Treating acne scarring with fillers

By Dr Renée Hoenderkamp / 01 Jul 2015

Dr Renée Hoenderkamp discusses the treatment of acne scarring with dermal fillers

Introduction

Acne scarring can be distressing and stigmatising, especially when affecting the face. Whilst there are a multitude of treatment options available, I do see patients who have tried everything including combinations of lasers, peels, retinoids and needling, but are still searching for a solution. I therefore decided to try and treat some atrophic scars with hyaluronic acid (HA) fillers and witnessed some excellent results. When treating acne scarring with fillers, I use one of two techniques depending on the scar type and number. Injecting filler carefully into the dermis/epidermis underneath atrophic scars lifts them and improves the overall look of skin blighted by acne scarring. This can be done by either individually targeting pitted scars with a plumping filler or approaching an entire area with a lighter filler, used mainly as a skin booster for hydration and skin conditioning. Having said this, all filler types are being used to treat acne scarring.1

Anatomy of acne scarring

Acne scars occur when pustules go on to form nodules and cysts. Scarring is the result of skin damage during the healing of active acne.

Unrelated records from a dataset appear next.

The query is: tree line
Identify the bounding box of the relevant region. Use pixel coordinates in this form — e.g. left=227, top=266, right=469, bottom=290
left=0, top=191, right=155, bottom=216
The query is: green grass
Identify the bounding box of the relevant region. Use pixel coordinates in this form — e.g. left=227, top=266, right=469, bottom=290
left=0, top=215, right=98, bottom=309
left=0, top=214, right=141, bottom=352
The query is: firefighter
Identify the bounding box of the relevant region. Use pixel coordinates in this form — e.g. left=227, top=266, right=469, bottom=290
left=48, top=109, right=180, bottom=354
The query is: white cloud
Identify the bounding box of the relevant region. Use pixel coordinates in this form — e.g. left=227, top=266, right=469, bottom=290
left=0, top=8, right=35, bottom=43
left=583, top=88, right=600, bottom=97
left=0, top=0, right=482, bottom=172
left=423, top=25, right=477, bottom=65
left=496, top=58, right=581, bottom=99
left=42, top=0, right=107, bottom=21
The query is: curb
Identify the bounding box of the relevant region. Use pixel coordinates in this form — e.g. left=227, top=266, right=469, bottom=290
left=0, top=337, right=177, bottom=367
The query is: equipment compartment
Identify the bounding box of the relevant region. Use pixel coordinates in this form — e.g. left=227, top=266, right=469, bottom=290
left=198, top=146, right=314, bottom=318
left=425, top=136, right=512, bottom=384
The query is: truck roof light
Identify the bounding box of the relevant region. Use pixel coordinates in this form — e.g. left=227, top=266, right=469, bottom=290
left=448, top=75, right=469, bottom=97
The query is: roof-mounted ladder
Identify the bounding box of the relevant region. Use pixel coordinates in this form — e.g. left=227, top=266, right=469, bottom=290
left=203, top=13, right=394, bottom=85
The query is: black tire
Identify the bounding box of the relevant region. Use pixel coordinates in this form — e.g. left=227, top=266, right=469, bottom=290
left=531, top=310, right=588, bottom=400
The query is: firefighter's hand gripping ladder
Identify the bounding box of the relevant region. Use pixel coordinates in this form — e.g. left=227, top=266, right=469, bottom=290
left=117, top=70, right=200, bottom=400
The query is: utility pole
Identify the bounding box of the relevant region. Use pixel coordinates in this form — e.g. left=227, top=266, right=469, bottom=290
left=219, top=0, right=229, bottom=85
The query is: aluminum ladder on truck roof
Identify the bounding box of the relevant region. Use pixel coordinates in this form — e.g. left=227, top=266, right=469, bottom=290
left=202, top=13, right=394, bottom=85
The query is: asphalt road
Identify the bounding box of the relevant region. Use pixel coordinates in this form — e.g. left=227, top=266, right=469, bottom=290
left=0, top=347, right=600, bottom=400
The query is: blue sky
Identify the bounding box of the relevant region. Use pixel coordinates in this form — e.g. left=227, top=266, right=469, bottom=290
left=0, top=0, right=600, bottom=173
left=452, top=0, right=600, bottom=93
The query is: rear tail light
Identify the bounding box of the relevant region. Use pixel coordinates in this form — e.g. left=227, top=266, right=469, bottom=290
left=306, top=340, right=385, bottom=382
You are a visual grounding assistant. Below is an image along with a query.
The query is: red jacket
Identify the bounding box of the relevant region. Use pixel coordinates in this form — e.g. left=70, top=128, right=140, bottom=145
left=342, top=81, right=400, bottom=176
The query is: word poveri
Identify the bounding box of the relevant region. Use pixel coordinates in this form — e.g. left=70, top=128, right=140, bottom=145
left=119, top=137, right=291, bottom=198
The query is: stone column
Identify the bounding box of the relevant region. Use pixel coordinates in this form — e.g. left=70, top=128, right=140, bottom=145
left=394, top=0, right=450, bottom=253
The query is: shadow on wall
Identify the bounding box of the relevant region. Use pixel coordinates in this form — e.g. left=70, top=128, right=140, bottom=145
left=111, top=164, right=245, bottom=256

This process produces two typical scar types; atrophic and hypertrophic scars, depending on whether there is a net gain or loss of collagen in the healing process.2 A net loss forms an atrophic scar (80-90%) and a net gain a hypertrophic or keloid scar (10-20%).2 Both processes arise from the same pathophysiology, involving a transition through three stages of damage and healing. The damage caused initially by inflammation of a blocked sebaceous gland causes blanching and vasoconstriction. The immune response floods the area with granulocytes, macrophages, neutrophils, lymphocytes, fibroblasts, and platelets, preparing for granulation via immune mediator release. As granulation progresses the final stage is seen: matrix remodelling. The area is then flooded with enzymes, released from fibroblasts and keratinocytes, which determine the final structure of the extracellular matrix (ECM). Any imbalance in the enzymatic breakdown and rebuild of tissue results in scarring.2 When using fillers to treat acne scarring, only atrophic scars can be treated, because they are the only scars which are depressed, and these are generally classified into three types; boxcar, ice-pick and rolling (Figure 1): 

Figure 1: Acne scar subtypes


Pros and cons

Procedurally, the biggest consultation discussion point is permanence. Using semi-permanent fillers means improvement will gradually wear off and need repeating. My experience is that scars rarely return to their previous state due to a degree of subscision that occurs (and can be actively carried out) during administration. Filler type will dictate longevity, but I use HA fillers, so six to 12 months is the norm.3 Results are instant and improve over the following weeks. I often address specific scars for patients preparing for a big event, so timing is key and having the treatment a few weeks before the event, and not a few days, is always advisable. The procedure is painful but bearable. Some practitioners use lidocaine cream, but I find the associated local oedema is detrimental to scar visualisation, so I avoid using anaesthesia. Anecdotally, it appears to be less painful than lip fillers and these patients have often had many painful procedures to treat the indication previously, so may be more tolerant than other filler patients. Injection site redness and bruising is a possibility, as with all filler procedures, so careful consenting is key to managing expectations and guiding patients on how long potential side effects may last.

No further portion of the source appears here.